Mais, même si on lit dans le journal que l'Espagne renforce son système de surveillance (avec infrarouges, ultrason...), même si nombreux sont ceux qui meurent pendant le trajet, même si Al Afia, le passeur, réclame une somme mirobolante de deux mille dirhams, même s'il y a tous les problèmes de visa, de passeports, toute cette paperasse qu'il faut signer pour être en règle, même si l'Europe ne paraît pas particulièrement encourager l'immigration, même si la perspective d'un métier n'est pas du tout garantie une fois arrivés en Europe, même si, comme le remarque l'un des personnages, on ne peut y sauver sa peau qu'à condition de vendre son âme, même si, même si, même si tout cela; reste cette obsession, ce désir, cette soif, que rien ni personne ne semblent en mesure de pouvoir arrêter: Partir.
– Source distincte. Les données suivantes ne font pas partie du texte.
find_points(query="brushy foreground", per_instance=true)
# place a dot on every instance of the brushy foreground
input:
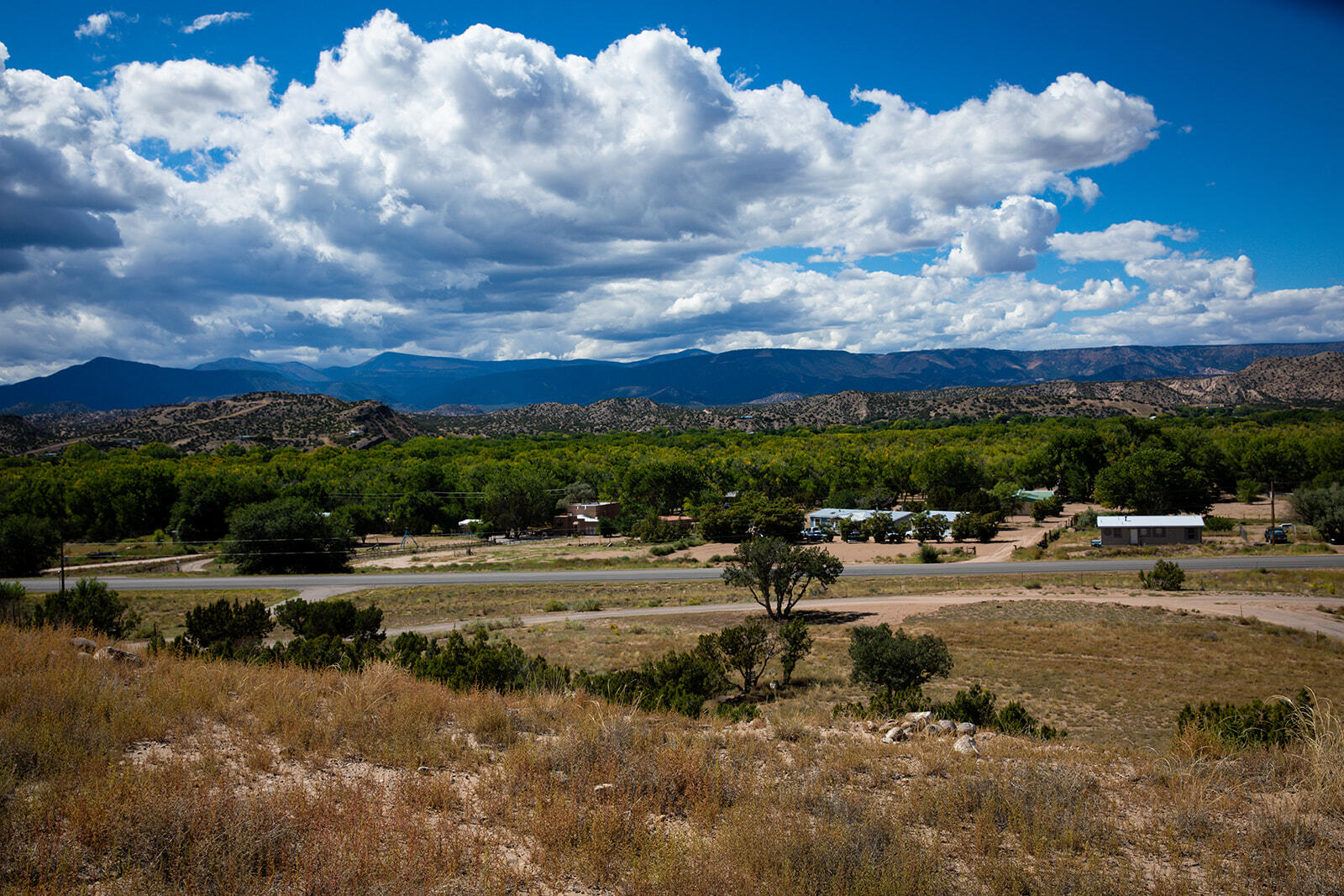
(199, 777)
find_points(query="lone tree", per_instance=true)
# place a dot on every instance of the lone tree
(894, 663)
(743, 649)
(779, 574)
(286, 535)
(1323, 508)
(27, 544)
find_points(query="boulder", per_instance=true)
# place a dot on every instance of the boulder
(124, 656)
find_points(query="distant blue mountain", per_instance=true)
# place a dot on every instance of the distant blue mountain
(692, 378)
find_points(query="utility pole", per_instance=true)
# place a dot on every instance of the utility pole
(1273, 520)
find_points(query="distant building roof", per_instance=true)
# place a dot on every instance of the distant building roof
(1117, 521)
(853, 513)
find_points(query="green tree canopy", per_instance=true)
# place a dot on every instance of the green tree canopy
(779, 574)
(517, 500)
(89, 605)
(286, 535)
(29, 544)
(1155, 479)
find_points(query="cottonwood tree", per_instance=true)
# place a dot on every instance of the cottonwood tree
(779, 574)
(286, 535)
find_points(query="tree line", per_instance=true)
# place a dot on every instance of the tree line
(1178, 464)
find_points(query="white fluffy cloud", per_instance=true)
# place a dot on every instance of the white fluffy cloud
(214, 19)
(1131, 241)
(96, 26)
(481, 195)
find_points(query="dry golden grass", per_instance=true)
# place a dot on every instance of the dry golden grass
(197, 777)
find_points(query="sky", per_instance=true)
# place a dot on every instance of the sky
(322, 183)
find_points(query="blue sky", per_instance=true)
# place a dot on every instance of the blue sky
(618, 181)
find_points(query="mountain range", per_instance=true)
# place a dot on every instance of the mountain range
(454, 385)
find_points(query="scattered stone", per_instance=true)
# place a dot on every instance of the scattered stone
(124, 656)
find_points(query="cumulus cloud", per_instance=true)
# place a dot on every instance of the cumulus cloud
(1131, 241)
(214, 19)
(481, 195)
(1001, 239)
(96, 26)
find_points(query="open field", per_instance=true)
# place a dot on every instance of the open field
(188, 775)
(418, 606)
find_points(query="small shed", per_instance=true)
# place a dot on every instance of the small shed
(1151, 530)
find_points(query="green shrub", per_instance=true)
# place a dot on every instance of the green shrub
(1166, 577)
(796, 642)
(891, 663)
(89, 605)
(13, 602)
(225, 627)
(1256, 725)
(480, 663)
(335, 617)
(974, 705)
(1014, 719)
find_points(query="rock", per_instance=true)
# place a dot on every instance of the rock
(125, 656)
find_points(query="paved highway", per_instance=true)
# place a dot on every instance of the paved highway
(331, 584)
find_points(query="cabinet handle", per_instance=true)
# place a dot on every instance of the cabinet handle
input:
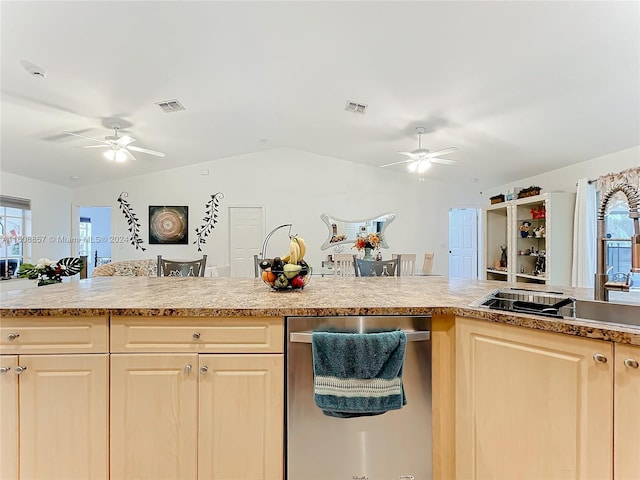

On fantasme, on rêve, on s'imagine déjà à la terrasse d'un des grands cafés de la Plaza Major de Madrid, ou vendeuse dans le grand magasin "El Corte Inglès". On veut partir vraiment, à tout prix. On s'accroche obstinément à la perspective d'un départ - pour l'Espagne, pour l'Europe, pour la France, n'importe... C'est une lueur d'espoir, une bouée de secours.
Et puis, d'un coup, on y est vraiment. Azel, un des seuls qui a étudié et qui a des diplômes (il a étudié le droit à l'université de Rabat) se prostitue pour un riche Espagnol, Miguel, séduit par sa beauté. Siham, la petite amie d'Azel, prend en charge Widad, une fille handicapée au sein d'une famille soudanaise, à Marbella. Kenza, la soeur d'Azel, organise un mariage blanc avec ce même Miguel, pour pouvoir régulariser sa situation en Espagne. A côté, Azel entretient une liaison avec Soumaya, une prostituée qui l'attire. Kenza, elle, pour se faire des sous, danse quelques fois au restaurant L'Huile d'Olive. Lalla Zohra, la mère d'Azel et de Kenza restée au pays, espère le meilleur pour ses enfants, prend soin de préparer à chaque fois un grand sac de provisions pour son "fils chéri" - avec gâteaux au miel, crêpes et olives noires. Il y aussi Malika, qui travaille dans cette usine hollandaise, à décortiquer inlassablement des crevettes importées de Thaïlande. Mohamed-Larbi qui se fait abuser par des Islamistes, et se fait envoyer dans un camp d'entraînement au Pakistan, d'où on ne le verra jamais revenir.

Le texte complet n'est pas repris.